I rated Lowe well enough to be an AB. Remember we were picking the likes of George Bridge above such players so theres no disputing a lot of bad decisions have been made by those last two coaches. Does a team like the ABs need a finicky winger who you have to adapt and change a lot of your style with to get benefit from? No, not really. But he still would have been a basic improvement on players like even Savea at the tail of his career, Bridge, and could even have converted into the answer of replacing Beauden at the back. Instead we persisted with NMS, Naholo, Havili, Reece, all players we would have cared even less about losing and all because Rieko had Lowe's number 11 jersey nailed down.


He was of course only 23 when he decided to leave, it was back in the beggining of the period they had started retaining players (from 2018 onwards I think, they came out saying theyre going to be more aggressive at some point).
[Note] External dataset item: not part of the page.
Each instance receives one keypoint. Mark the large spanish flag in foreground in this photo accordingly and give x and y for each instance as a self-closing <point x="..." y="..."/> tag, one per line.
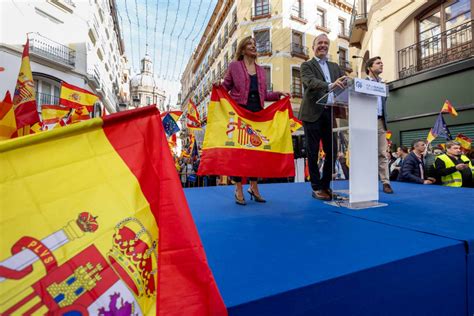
<point x="242" y="143"/>
<point x="7" y="118"/>
<point x="93" y="221"/>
So he might, all of them, only just missed out.


The main point that Ed made is that situations like Lowe's, Aki's, JGP's, aren't going to happen in future. That's a bit of a "NZ" only problem, because those players need to reach such a high standard to be chosen by the All Blacks, were as a country like Ireland wants them a lot earlier like that. This is basically the 'ready in 3 years' concept Ireland relied on, versus the '5 years and they've left' concept' were that player is now ready to be chosen by the All Blacks (given a contract to play Super, ala SBW, and hopefully Manu).
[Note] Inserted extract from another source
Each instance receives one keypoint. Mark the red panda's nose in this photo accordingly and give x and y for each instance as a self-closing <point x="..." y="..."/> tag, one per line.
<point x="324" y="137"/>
The 'mercenary' thing that will take longer to expire, and which I was referring to, is the grandparents rule. The new kids coming through now aren't going to have as many gp born overseas, so the amount of players that can leave with a prospect of International rugby offer are going to drop dramatically at some point. All these kiwi fellas playing for a PI, is going to stop sadly.


The new era problem that will replace those old concerns is now French and Japanese clubs (doing the same as NRL teams have done for decades by) picking kids out of school. The problem here is not so much a national identity one, than it is a farm system where 9 in 10 players are left with nothing. A stunted education and no support in a foreign country (well they'll get kicked out of those countries were they don't in Australia).


It's the same sort of situation were NZ would be the big guy, but there weren't many downsides with it. The only one I can think was brought up but a poster on this site, I can't recall who it was, but he seemed to know a lot of kids coming from the Islands weren't really given the capability to fly back home during school xms holidays etc. That is probably something that should be fixed by the union. Otherwise getting someone like Fakatava over here for his last year of school definitely results in NZ being able to pick the cherries off the top but it also allows that player to develop and be able to represent Tonga and under age and possibly even later in his career. Where as a kid being taken from NZ is arguably going to be worse off in every respect other than perhaps money. Not going to develop as a person, not going to develop as a player as much, so I have a lotof sympathy for NZs case that I don't include them in that group but I certainly see where you're coming from and it encourages other countries to think they can do the same while not realising they're making a much worse experience/situation.